The best thing you can do is to prepare an order-of-operations in advance, before you encounter the first Elite monster on your journey. Assign an order of action to each player and stick to it. Then decide what Fellowship Manoeuvre you wish to try, and make sure everyone knows the right combination required to pull it off.
There is no shortcut for this, but you do have a tool at your disposal. The leader of a fellowship can click a check-box next to a known Fellowship Manoeuvre on the tab in her character panel. This puts the combination for the Fellowship Manoeuvre on each player’s screen when the Wheel pops up. This is just as handy as you might imagine.
Also, remember that the four Fellowship skills are still skills. Because of that, they don’t always respond if you are using certain other skills, moving, or in the midst of an auto-attack animation. Keep your head about you. Calmly cancel your current induction or skill use and then click your button on the Wheel to get your Fellowship Manoeuvre into motion.

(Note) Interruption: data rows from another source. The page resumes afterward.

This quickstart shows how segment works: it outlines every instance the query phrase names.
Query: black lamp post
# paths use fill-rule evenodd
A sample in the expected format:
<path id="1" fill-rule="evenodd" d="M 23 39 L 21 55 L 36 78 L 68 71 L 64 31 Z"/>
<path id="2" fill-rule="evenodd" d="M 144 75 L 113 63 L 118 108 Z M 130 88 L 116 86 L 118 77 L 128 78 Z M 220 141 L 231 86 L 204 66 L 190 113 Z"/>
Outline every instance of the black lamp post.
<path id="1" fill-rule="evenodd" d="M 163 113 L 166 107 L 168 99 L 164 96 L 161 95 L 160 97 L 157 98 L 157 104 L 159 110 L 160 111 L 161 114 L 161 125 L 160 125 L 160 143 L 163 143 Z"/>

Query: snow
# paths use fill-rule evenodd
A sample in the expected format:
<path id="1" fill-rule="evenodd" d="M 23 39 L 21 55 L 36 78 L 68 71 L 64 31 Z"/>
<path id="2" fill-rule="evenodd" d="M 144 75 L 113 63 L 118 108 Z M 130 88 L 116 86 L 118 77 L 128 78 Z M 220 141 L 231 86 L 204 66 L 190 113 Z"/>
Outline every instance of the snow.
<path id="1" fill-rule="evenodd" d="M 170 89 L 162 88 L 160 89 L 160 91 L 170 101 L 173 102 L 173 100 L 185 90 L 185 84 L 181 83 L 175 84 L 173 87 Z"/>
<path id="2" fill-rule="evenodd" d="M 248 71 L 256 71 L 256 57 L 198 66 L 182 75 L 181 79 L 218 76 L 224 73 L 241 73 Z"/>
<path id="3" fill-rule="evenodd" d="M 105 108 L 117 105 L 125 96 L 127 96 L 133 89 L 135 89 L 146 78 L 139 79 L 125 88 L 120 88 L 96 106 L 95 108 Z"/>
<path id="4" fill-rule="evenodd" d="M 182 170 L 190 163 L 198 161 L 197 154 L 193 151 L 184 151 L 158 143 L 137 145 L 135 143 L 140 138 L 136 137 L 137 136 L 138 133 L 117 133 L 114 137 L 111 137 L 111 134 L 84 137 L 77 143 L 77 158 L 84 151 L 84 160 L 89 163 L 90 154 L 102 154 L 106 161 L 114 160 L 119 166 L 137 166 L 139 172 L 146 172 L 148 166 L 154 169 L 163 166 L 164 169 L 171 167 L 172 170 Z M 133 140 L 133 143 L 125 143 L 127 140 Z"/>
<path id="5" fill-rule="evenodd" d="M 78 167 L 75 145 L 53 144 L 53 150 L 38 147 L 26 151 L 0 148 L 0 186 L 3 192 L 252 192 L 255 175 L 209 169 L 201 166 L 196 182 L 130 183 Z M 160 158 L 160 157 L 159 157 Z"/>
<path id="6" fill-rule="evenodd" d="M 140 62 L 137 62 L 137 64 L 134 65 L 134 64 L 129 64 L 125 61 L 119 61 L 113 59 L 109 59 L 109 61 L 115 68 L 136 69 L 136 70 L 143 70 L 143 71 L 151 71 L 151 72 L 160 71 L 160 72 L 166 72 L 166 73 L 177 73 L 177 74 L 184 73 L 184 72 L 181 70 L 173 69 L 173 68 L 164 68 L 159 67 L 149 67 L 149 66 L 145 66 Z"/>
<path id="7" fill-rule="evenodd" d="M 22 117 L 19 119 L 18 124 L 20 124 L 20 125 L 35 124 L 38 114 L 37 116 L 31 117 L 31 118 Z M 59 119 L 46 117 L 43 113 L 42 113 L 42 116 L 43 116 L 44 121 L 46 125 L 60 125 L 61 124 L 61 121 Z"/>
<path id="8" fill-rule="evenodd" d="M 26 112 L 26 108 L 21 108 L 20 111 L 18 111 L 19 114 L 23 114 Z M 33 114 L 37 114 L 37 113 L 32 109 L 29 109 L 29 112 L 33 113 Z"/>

"It is easy to make a mistake when setting up a Fellowship Manoeuvre. This fellowship has failed to setup the Whispering Leaves full-house manoeuvre (Yellow + Yellow + Yellow + Red + Red). It is invoking the damage-over-time effects of Chaos in the Ranks (4 Yellows) instead. The extra Red icon merely adds a small dose of extra damage to that character’s attack."
Use what you have learned about Fellowship Manoeuvre combos to make the most out of unexpected opportunities. For instances, if you are in a three-person fellowship and two icons of the same colour are already in play, add a third of the same colour to create a flush. By that time, it’s too late to make a straight, and all three-icon Fellowship Manoeuvres automatically form from either straights or flushes. If you see that two panicking comrades have put down two different colours that happen in to be adjacent on the Wheel, make a straight and see what happens.
If you fail to complete a full-sized Fellowship Manoeuvre for your fellowship’s size, you can still complete smaller manoeuvres. Every Fellowship skill played should help
someone in the fellowship, at the very least.
If your fellowship winds up fighting over the proper execution of a Fellowship Manoeuvre, you have lost sight of what Fellowship Manoeuvres are about. Remember, the first word is “fellowship.” They’re about camaraderie and mutual support. Keep that in mind, and you will have fun with them every time.